LOS ANGELES — “Mudbound” cinematographer Rachel Morrison can tell you that making history isn’t always glamorous.

The 39-year-old was waiting in line at the airport and cradling a sleeping three-year-old when she became the first woman ever nominated for the cinematography Academy Award in the Oscars’ 90 year history.

“I’m still very much in shock,” Morrison said after arriving in Park City, Utah, where she’s serving as a juror for the Sundance Film Festival’s dramatic competition.

In “Mudbound,” which is set in the Jim Crow South, Morrison’s camerawork creates a bucolic setting for the story’s ugly racism. She turns her lens on leafy woods, light-dappled buildings and watercolor sunsets across enormous skies, as well as intimate moments shared by the two families at its heart.

Morrison’s photography is up against Roger Deakins, who earned his 14th Oscar nomination for “Blade Runner 2049,” Bruno Delbonnel (“Darkest Hour”), Hoyte van Hoytema (“Dunkirk”), and Dan Laustsen (“The Shape of Water”). All five were also nominated for the American Society of Cinematographers’ award, which will be awarded on Feb. 16.

Morrison said it’s ironic that there aren’t more female directors of photography, known on sets as DPs, because women are “very inherently qualified” for the work.

“It’s a job that basically is combining empathy with channeling emotion into visual imagery. It’s everything women do well, I think,” she said. “I could never quite understand why there aren’t more of us.”

Despite being outnumbered by men, Morrison said she’s felt supported throughout her career by male and female colleagues. She worked with Rick Famuyiwa on 2015’s “Dope” and the HBO film “Confirmation.” She collaborated with Ryan Coogler on “Fruitvale Station” and the hotly-anticipated “Black Panther,” in theaters next month.

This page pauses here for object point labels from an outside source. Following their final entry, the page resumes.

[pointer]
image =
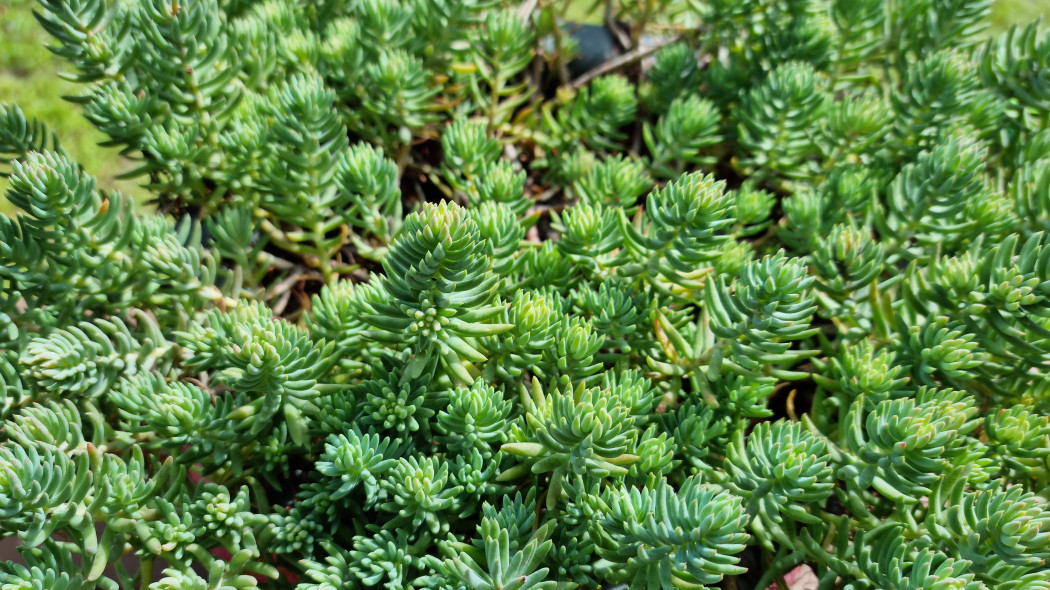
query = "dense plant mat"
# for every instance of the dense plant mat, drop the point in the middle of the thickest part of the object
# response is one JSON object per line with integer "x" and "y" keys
{"x": 446, "y": 294}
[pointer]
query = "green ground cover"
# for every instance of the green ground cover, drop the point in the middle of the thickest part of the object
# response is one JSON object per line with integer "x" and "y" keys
{"x": 29, "y": 77}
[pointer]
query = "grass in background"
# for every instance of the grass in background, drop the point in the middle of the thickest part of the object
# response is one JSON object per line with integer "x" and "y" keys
{"x": 28, "y": 77}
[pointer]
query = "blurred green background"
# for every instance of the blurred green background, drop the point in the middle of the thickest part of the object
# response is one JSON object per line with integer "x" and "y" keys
{"x": 28, "y": 77}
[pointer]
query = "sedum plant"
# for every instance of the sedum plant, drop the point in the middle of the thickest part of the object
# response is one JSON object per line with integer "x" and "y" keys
{"x": 423, "y": 302}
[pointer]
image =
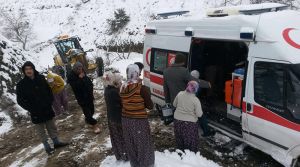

More women are pursuing cinematography so she said things are slowly changing.

“I just hope that they’re patient and persistent,” Morrison said, “so when we get to the next level, you’ll see just as many women DPs and as there are men. And maybe someday we can stop referring to them as women DPs because they’ll be closer to a 50-50 representation.”

Melissa Silverstein of Women and Hollywood said Morrison’s Oscar nod will open the door for more female photographers.

“We’re all really tired of having to still accomplish the first,” Silverstein said. “But every time a milestone is reached, it paves the way for the next one and the next one.”

Which means Morrison will have to get used to a new level of visibility.

“One of the things I think is pretty common for most cinematographers is we like to fade into the background. We’re behind the camera for a reason,” she said. “So I’ve had to get over my fear of public speaking and accept that I’m going to have terrible pictures of me all over the internet and be OK with it.”

Dressing up for the Academy Awards ceremony on March 4 will present another challenge for this self-described “jeans and T-shirt girl.”

“I think the scariest thing for me about the Oscars is what the hell am I going to wear,” she said.

Winning is another story. She’s already made history.